Diet jokes
Why did the alligator see a crocodile?
Because it ate too many humans, and he was sick.
Why can't Chinese play baseball?
Because they eat the bats.
Rabbit poop is cereal.
I'm a recovering cake addict.
Why can't blind people have a seafood diet?
They have to see food to eat.
What did the teacher say to the fat Turkish kid that always ate in his class?
"You could do with Ramadan lasting all year, couldn't you?"
Vegetarian: I prefer plants.
Herbivore: I just like food.
Cannibal: I'm a people person.
What did the fat girl say to the donut?
"I'm going to eat you tonight..."
What's the worst part about eating a vegetable?
The wheelchair.
What’s the worst part about eating vegetables? Putting them back in the wheelchair.
Fat people are thirsty, so I piss in their mouth.
Have you heard about the awesome fruit race?
The lettuce was ahead, but the tomato was able to ketchup!
Today I learned humans eat more bananas than monkeys.
I can’t remember the last time I ate a monkey.
Why did the orange go blind? Because he was low on vitamin C.
Life is like a box of chocolates, it doesn't last long if you're fat.

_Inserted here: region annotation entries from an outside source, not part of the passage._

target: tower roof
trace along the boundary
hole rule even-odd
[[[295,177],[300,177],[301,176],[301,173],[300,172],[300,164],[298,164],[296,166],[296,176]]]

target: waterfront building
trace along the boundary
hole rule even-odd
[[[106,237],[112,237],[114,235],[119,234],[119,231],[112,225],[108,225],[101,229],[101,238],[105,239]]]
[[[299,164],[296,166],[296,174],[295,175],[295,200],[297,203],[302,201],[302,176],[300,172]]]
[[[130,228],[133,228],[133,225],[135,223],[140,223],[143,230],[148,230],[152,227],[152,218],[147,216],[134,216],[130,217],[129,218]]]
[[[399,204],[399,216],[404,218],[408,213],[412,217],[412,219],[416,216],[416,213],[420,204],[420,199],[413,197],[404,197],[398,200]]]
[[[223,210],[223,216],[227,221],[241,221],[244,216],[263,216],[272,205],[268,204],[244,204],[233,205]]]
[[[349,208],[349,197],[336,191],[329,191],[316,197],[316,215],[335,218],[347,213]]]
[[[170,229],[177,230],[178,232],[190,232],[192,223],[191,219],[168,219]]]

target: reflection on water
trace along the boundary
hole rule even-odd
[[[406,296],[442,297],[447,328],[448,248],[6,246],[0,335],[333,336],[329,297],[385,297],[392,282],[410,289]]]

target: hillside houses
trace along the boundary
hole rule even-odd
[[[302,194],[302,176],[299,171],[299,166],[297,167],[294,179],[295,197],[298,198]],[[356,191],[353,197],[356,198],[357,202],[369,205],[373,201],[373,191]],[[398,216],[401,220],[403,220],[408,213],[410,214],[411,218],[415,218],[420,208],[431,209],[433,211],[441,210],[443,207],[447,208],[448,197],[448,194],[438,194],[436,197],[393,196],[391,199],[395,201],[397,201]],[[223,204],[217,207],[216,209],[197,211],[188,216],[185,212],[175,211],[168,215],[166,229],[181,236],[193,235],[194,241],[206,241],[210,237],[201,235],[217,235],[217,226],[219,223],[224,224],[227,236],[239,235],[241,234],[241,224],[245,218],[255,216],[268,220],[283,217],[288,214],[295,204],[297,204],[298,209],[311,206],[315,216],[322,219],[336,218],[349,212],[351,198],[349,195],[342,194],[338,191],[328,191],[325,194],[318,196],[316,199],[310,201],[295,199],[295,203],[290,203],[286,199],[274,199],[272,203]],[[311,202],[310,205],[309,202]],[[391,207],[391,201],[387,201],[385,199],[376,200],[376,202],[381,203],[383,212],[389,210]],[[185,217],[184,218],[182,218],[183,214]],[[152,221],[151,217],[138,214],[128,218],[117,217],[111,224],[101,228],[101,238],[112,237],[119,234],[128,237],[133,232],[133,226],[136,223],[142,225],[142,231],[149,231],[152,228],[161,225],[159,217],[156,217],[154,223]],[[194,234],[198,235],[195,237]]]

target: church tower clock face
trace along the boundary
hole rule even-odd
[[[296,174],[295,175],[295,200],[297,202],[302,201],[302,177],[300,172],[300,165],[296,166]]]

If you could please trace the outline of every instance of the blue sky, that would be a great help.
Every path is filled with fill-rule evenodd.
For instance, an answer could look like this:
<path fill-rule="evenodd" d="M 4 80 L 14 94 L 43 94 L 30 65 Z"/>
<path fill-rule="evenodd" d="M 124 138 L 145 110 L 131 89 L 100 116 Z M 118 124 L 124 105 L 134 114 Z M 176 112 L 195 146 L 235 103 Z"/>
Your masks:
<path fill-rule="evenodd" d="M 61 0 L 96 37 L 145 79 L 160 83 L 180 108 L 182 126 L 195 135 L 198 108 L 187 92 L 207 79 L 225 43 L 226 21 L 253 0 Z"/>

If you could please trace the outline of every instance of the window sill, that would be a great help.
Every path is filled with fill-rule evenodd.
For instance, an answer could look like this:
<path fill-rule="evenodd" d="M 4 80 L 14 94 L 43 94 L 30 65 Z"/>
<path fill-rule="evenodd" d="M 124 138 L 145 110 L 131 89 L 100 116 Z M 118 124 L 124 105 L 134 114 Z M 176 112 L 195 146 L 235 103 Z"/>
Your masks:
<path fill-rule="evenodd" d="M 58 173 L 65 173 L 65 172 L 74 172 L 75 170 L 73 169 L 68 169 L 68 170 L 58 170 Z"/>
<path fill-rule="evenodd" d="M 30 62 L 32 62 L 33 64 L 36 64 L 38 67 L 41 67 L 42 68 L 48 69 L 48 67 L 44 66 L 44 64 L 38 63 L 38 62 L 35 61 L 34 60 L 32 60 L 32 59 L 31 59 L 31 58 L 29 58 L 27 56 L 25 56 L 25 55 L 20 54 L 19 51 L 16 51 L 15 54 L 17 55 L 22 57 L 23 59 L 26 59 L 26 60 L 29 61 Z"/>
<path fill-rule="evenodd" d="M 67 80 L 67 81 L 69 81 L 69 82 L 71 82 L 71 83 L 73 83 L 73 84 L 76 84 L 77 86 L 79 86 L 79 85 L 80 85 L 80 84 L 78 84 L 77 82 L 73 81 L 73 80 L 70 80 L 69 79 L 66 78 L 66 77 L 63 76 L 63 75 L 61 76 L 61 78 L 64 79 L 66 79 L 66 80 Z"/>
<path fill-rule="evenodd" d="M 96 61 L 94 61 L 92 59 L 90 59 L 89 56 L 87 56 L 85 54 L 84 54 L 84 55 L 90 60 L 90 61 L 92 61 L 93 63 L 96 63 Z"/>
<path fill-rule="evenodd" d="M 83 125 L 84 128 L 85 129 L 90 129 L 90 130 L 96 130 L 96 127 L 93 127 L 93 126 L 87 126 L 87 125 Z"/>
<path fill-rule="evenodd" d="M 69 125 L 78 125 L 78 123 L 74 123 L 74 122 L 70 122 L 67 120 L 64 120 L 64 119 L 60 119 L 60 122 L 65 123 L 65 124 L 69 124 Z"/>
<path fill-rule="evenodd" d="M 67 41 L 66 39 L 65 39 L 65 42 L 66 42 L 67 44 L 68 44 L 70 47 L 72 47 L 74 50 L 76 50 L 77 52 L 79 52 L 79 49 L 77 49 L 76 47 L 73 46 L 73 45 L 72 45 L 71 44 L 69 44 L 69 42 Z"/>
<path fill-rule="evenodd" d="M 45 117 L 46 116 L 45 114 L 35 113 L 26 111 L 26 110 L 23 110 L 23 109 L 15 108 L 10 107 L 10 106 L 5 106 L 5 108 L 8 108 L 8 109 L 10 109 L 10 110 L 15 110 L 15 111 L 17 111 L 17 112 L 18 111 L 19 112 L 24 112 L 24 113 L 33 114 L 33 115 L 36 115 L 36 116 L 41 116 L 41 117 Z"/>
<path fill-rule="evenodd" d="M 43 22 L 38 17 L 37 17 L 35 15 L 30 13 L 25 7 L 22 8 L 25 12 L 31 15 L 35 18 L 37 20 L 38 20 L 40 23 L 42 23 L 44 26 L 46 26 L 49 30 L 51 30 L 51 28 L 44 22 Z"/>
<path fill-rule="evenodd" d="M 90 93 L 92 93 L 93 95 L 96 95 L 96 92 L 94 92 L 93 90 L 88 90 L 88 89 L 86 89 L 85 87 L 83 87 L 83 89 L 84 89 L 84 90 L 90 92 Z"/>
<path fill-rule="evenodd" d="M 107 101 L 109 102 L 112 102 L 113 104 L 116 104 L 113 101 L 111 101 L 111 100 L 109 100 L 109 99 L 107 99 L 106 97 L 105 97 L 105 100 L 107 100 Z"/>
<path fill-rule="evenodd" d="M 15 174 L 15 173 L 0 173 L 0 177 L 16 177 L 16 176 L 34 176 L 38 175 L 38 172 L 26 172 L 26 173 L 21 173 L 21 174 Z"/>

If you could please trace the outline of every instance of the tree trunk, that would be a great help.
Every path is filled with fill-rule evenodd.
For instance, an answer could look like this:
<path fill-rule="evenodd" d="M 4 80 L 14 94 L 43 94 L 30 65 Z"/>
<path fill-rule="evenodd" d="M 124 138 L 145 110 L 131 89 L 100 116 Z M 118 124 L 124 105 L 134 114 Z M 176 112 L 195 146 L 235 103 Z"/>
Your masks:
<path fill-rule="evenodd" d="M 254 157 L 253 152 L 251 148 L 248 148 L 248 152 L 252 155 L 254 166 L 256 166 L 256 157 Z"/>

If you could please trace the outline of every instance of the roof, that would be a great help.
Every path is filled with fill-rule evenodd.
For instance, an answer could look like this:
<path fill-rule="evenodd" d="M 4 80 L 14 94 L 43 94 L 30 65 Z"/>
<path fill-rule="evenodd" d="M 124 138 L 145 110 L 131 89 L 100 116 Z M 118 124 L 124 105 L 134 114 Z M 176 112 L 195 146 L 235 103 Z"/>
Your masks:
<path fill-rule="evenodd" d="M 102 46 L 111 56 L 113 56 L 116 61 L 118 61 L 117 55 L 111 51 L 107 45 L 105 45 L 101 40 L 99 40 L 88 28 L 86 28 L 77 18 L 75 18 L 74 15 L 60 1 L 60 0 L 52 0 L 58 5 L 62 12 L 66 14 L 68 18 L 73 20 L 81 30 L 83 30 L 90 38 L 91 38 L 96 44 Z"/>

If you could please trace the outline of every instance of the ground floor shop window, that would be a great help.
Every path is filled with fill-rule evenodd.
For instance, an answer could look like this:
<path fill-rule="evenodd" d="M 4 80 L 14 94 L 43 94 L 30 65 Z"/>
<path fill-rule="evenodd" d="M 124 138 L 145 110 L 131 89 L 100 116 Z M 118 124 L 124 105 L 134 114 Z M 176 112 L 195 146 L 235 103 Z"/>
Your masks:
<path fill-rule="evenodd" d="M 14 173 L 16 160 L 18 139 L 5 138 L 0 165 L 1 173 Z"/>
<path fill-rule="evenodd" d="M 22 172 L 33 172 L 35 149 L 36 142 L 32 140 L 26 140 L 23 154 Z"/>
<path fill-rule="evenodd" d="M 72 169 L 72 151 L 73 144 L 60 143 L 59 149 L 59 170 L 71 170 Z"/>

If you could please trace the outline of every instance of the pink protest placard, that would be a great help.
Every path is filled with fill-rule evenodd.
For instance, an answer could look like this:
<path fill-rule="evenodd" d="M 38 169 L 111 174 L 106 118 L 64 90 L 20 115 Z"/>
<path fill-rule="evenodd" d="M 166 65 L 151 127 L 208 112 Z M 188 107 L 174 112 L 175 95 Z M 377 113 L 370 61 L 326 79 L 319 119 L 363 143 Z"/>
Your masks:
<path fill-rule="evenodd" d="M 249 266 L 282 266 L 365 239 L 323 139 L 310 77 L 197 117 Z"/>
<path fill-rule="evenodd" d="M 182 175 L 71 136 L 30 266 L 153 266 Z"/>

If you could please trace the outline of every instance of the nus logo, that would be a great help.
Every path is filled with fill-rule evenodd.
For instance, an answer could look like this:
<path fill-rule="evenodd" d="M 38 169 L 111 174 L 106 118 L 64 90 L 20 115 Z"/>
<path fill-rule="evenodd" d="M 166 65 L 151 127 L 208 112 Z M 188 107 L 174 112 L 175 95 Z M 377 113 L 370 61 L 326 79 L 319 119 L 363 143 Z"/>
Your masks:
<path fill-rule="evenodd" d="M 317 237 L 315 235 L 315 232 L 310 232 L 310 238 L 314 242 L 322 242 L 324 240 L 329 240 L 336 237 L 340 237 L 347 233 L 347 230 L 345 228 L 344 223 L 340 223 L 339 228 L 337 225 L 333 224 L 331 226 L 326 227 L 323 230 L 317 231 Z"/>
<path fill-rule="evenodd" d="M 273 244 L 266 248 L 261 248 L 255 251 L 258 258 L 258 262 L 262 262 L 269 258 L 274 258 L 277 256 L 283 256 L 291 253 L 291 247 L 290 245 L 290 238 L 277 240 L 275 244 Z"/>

Why do lions 🦁 go to SUBWAY 🥪?
Because they like to EAT FLESH.
What do penguins 🐧 eat for lunch?
Freeze burgers.
Instead of walking through the door, the owner of the house broke in through the window.
When he came out, a man standing on the sidewalk walked up to him and asked why he hadn't just walked through the door. The owner responded, "I'm pollo vegetarian, and I really just wanted a bit of food."
When the man looked confused, the owner said, "Windows are nature's vending machine."
What do you call a cow with no toes?
Lac-toes intolerant.
Q: Why is Japan the healthiest country?
A: Last time they had a fat man, 80,000 people died.